The story is that Wheeler threw more splitters in 2018, and that this new pitch explained his markedly improved performance. Neat and tidy – because of this, that occurred.
However, Martino shared that MLBs TrackMan radar (part of the Statcast system) actually has a hard time distinguishing Wheeler’s splitter from his changeup. In fact, when he asked Wheeler about it, Zack told him that he does not throw the pitch nearly as often as the analytics tell us he does. Despite this, the narrative persists, although it fails to explain what we once believed it to.
Our propensity to knowingly rely upon disproven information is called the Continued Influence Effect, and its impact is widespread.
The human psyche demands causal explanations for everything we experience – it’s how we make sense of the world. When we hear a compelling, explanatory narrative, we incorporate it into our worldview. Where the cycle short-circuits is if a previous explanation becomes disproven. In these cases, we are typically reluctant to admit our narrative no longer makes sense.
Aside from simply not wanting to feel wrong, we often continue incorporating bunk stories into our beliefs because we lack salient alternatives. Absent a stand-in explanation, we pretend our original thesis is still true. As Hollyn Johnson and Colleen Seifert showed in their 1994 study, we prefer incorrect models to incomplete models.
When given the choice between a false, yet satisfying, narrative and having to admit we don’t know, satisfaction is all but guaranteed.
As investors, we are given every opportunity to display this preference. Each day the market is open, we are peddled causal explanations for its gyrations.
Our undying thirst for explanation, irrespective of validity, paired with our loathing for the words, “I don’t know”, leaves us primed to be sold busted cause-effect ideologies. The most offensive of these busted ideologies purport to explain cause and effect to such an extent that uncertainty is eradicated.
Unfortunately, if our quest is to eradicate uncertainty from investing, eternal disappointment is all that awaits. It’s deeply unsatisfying, but we will never know all the reasons investors buy or sell on any given day.

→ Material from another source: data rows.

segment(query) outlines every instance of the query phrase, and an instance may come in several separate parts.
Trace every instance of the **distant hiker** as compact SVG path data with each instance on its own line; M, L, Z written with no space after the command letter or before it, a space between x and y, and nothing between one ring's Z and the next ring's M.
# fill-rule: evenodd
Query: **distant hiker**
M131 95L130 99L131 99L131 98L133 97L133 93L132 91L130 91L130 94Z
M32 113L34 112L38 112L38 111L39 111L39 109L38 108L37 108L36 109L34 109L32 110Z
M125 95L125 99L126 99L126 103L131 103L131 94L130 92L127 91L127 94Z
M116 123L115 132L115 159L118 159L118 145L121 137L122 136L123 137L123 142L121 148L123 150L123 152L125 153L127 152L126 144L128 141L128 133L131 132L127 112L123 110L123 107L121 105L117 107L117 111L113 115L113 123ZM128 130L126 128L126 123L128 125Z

To suggest otherwise is to deny reality.
However, our inability to definitively explain market movements is a feature, not the bug we unfairly treat it as. As Josh Brown recently wrote, “The market is not meant to be intellectually satisfying. It’s meant to take money away from people who think they can explain things. The worst traders and managers I know are the guys with answers for all this stuff. Get used to it.”
We can either sign up for a lifetime of false, yet satisfying, narratives, and deal with the negative repercussions, or admit that there are some things we will just never know for sure, and make plans that account for the unsatisfying certitude of uncertainty.